Une autre source marine d'EPA et de DHA est krill, actuel moissonné des eaux antarctiques.

« Le loquet croissant de krill pour l'usage comme alimentation pourrait considérablement augmenter l'alimentation d'EPA/DHA, » Hamilton et ses collègues ont écrit. Les régimes annuels de récolte d'approximativement 300 000 tonnes sont recommandent bien ci-après des limites de loquet 5,6 de millions de tonnes, les chercheurs ont écrit.

Mais le krill contagieux n'est pas forcément une réponse de dépannage rapide non plus, ils ont dit. Le krill contagieux de l'ANTARCTIQUE est coûteux et contestant à cause de la distance pure des eaux antarctiques aux marchés, ils ont écrit.

L'exploitation de pisciculture peut aider, mais on ont élevé des poissons, y compris des saumons, l'alimentation de poissons du besoin qui comprend la farine de poisson et l'huile de poisson. La forte demande pour l'huile de poisson et le repas a abouti l'industrie d'aquiculture pour développer l'alimentation de poissons basée sur des produits végétaux, comme le soja. Mais trop peu d'EPA et de DHA en alimentation de poissons peuvent poser des problèmes de santé dans les poissons élevés et également réduire la quantité d'acides gras d'oméga-3 qu'ils contiennent.

Hamilton et ses collègues proposent que l'aquiculture puisse effectuer l'utilisation stratégique des huiles de poisson dans les poissons alimenter en alimentant à ceux-ci les composés essentiels aux poissons élevés aux étapes principales de durée, particulièrement juste avant que les poissons seront abattus pour la consommation.

L'analyse des chercheurs a également montré cette aquiculture, alors qu'un consommateur important d'EPA et DHA, est également un producteur important quand il s'agit de substances qui ne dépendent pas des huiles de poisson dans leur régime.
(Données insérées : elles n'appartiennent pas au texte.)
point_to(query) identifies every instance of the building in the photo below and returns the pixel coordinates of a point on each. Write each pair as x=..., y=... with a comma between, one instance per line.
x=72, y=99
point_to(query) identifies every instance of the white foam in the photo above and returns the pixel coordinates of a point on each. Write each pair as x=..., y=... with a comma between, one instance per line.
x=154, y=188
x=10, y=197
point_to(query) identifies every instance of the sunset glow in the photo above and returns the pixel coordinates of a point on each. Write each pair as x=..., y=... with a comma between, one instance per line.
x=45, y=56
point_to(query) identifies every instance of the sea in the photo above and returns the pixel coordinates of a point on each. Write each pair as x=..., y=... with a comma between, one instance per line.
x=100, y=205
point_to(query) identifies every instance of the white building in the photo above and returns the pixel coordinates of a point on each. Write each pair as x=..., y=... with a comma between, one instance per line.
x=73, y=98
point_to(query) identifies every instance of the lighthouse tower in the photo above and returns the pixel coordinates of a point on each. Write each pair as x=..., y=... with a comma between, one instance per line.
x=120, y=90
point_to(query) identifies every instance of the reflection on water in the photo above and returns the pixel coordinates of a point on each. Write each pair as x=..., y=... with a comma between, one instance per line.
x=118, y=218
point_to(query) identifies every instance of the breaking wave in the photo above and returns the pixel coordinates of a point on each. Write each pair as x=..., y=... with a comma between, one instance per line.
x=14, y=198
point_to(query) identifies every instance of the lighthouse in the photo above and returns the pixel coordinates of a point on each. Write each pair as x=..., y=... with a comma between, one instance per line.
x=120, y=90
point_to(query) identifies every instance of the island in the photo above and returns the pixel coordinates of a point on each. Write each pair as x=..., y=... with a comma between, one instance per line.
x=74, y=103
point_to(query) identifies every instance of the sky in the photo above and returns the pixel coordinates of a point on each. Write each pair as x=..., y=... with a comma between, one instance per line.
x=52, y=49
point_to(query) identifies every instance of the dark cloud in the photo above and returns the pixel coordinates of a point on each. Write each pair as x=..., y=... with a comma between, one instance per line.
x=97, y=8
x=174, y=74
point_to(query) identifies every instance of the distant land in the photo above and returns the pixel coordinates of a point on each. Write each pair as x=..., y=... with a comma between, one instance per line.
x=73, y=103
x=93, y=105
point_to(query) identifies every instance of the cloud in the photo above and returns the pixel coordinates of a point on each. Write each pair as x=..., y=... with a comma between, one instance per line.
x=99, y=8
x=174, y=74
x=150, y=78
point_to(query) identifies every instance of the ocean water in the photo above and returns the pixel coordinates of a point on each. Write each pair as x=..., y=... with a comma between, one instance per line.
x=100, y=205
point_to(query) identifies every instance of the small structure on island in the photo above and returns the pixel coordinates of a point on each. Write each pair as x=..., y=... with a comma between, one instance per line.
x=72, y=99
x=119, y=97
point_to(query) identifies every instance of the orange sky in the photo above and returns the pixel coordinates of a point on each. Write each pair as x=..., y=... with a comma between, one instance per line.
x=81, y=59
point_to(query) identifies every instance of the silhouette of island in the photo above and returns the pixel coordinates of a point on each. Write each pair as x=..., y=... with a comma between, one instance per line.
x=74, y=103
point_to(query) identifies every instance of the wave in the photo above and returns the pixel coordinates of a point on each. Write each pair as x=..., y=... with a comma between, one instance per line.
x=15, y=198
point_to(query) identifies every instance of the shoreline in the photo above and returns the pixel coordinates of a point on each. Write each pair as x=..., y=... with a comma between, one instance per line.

Ces substances comprennent les mollusques et la carpe. Le poisson d'eau douce comme la carpe peut également synthétiser deux la substance, les chercheurs remarquables.

Les gens mangent rarement tout le poisson, pourtant ces dérivés de surplus, tels que des intestins et des têtes, contiennent également des acides gras d'oméga-3. Les poissons alimentent et de l'huile de poisson peut être effectuée à partir des rebuts de poissons, les chercheurs a écrit, avec le tour étant de rassembler et traiter les rebuts.
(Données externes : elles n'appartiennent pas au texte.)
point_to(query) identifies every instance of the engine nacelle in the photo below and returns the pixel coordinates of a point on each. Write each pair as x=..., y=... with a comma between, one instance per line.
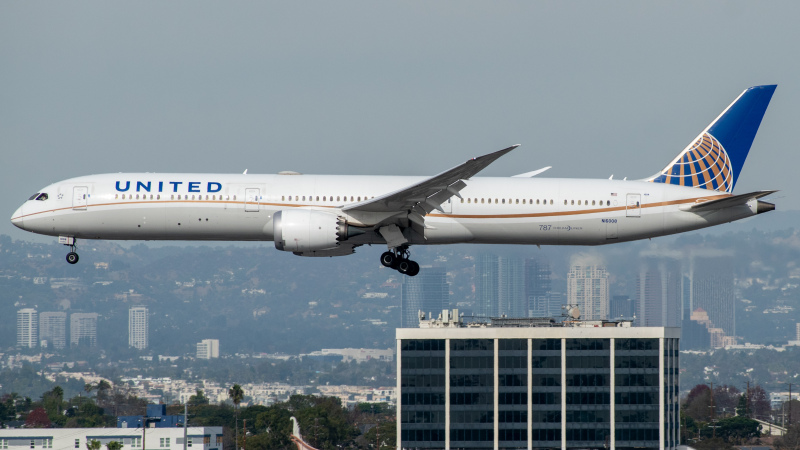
x=304, y=230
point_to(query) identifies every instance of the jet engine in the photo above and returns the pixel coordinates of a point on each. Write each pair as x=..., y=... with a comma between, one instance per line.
x=305, y=230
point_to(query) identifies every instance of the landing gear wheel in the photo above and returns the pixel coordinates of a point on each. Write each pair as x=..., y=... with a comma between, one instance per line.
x=389, y=259
x=404, y=266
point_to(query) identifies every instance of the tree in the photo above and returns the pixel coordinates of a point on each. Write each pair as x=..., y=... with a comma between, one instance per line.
x=738, y=430
x=199, y=398
x=760, y=406
x=383, y=436
x=790, y=440
x=726, y=399
x=38, y=419
x=236, y=394
x=698, y=403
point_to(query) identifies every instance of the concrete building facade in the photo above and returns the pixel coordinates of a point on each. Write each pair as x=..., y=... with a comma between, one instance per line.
x=588, y=289
x=53, y=329
x=83, y=329
x=27, y=328
x=208, y=349
x=198, y=438
x=138, y=332
x=582, y=385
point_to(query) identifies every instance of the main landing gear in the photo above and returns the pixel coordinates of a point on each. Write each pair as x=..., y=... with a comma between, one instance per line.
x=72, y=256
x=397, y=259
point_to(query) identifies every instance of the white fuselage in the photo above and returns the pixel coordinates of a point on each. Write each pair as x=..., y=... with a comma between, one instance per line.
x=539, y=211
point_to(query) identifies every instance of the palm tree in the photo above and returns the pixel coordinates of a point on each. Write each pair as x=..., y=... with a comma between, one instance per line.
x=236, y=394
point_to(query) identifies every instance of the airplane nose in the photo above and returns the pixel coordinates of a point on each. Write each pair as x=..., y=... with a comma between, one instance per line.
x=17, y=217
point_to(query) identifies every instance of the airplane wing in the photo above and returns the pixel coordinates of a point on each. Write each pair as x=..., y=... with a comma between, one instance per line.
x=726, y=202
x=428, y=195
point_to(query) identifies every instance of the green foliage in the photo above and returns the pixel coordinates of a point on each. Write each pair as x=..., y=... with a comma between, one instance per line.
x=199, y=398
x=738, y=430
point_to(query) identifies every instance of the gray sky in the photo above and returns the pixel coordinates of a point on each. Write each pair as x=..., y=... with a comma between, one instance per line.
x=413, y=88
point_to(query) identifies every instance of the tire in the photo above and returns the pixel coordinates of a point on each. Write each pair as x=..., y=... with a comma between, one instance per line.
x=389, y=260
x=404, y=266
x=72, y=258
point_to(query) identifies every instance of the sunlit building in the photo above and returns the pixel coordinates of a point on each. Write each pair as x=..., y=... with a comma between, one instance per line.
x=138, y=333
x=53, y=329
x=83, y=329
x=533, y=383
x=27, y=328
x=587, y=288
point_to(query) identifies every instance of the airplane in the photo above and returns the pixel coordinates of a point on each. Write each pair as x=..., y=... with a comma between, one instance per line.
x=332, y=215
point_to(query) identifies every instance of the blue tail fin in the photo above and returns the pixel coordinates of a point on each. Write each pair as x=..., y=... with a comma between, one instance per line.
x=716, y=157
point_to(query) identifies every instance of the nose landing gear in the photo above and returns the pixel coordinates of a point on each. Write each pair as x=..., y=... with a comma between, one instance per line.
x=397, y=259
x=72, y=256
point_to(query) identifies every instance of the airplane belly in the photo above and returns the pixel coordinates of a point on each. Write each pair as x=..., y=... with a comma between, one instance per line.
x=140, y=222
x=218, y=223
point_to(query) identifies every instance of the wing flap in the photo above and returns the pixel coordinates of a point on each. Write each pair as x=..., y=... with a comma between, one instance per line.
x=727, y=202
x=428, y=195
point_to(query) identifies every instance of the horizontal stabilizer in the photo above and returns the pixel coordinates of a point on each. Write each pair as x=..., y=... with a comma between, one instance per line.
x=727, y=202
x=532, y=174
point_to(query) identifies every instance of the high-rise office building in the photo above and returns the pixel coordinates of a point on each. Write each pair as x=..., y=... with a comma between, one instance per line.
x=487, y=279
x=658, y=289
x=428, y=292
x=713, y=291
x=27, y=328
x=587, y=288
x=538, y=287
x=500, y=286
x=209, y=348
x=53, y=329
x=83, y=329
x=138, y=334
x=582, y=385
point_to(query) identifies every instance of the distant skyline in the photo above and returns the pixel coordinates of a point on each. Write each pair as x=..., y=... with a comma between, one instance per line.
x=592, y=89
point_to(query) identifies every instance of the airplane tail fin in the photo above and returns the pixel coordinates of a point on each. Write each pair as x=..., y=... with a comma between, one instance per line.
x=715, y=158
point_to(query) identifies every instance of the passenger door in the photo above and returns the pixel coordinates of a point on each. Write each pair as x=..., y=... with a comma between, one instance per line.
x=80, y=199
x=634, y=205
x=251, y=199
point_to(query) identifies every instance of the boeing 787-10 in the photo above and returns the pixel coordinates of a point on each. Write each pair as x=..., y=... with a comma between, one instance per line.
x=331, y=215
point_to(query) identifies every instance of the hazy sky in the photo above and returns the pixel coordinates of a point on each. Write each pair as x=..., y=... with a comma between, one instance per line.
x=412, y=88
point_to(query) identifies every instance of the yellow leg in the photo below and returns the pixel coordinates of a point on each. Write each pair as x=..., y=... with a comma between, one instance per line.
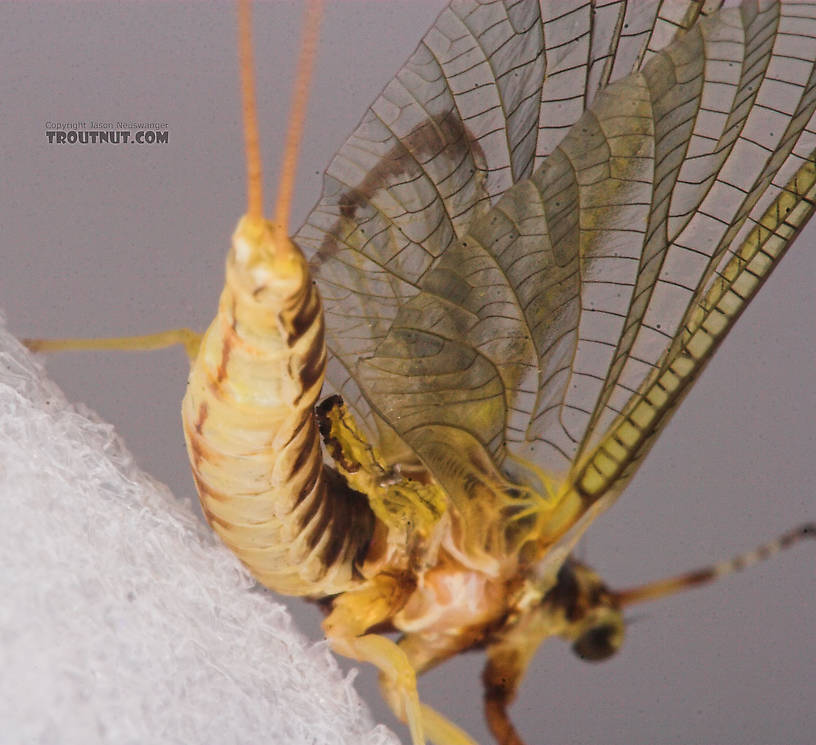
x=189, y=339
x=399, y=676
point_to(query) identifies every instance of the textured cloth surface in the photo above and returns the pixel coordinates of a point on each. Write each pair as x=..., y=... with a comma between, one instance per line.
x=122, y=620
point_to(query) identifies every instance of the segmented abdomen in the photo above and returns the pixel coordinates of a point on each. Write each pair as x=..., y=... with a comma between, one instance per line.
x=251, y=433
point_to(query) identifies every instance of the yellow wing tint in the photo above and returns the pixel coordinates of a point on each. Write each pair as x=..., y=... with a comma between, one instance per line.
x=527, y=251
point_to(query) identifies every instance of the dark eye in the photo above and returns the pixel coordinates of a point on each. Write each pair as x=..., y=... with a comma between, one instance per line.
x=598, y=643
« En Europe et Amérique du Nord, poisson sont étripés et traité par l'industrie, qui le rend réellement facile de rassembler et réutiliser des dérivés, » Hamilton a indiqué. « Mais en Chine, particulièrement, la culture est de ceindre d'un bandeau et étriper les poissons à l'intérieur des frontières, le rendant très difficile d'employer les rebuts pour n'importe quoi utile. »

L'Asie, bien plus qu'ailleurs dans le monde, est où il y a les la plupart à gagner en rassemblant des dérivés de poissons pour l'usage, il a dit.

Comme résultat, une meilleure utilisation des dérivés exigera les modifications culturelles et les installations de traitement centrales, ils ont dit.

Les régimes changeants peuvent aider

Les chercheurs ont observé qu'EPA et DHA peuvent être produits par les micro-algues naturelles et génétiquement modifiées, ainsi que des microbactéries et des centrales.

Mais cela exigera également une écaille- dans la production et des changements d'acceptation culturelle, en particulier en Europe, où utilisation de limite de règlements actuels des organismes génétiquement modifiés.

« Il n'y a aucun remboursement in fine argenté pour combler l'écartement d'alimentation et aucun des stratégies que nous avons proposées n'est facile. Mais nous devons trouver une voie d'équilibrer la nutrition humaine saine, une population croissante et protection de notre environnement, » Hamilton a indiqué. « Pour faire ceci, nous aurons besoin d'une combinaison des stratégies qui visent différentes parties de la chaîne logistique. Cependant, avant que nous allions vers l'avant, il est essentiel nous comprennent des compromis potentiels, tels que les répercussions qui peuvent venir de l'utilisation répandue des organismes génétiquement modifiés, » il a dit.

Source:
Journal reference:

Hamilton, H.A., et al. (2019) Systems approach to quantify the global omega-3 fatty acid cycle. Nature Food. doi.org/10.1038/s43016-019-0006-0.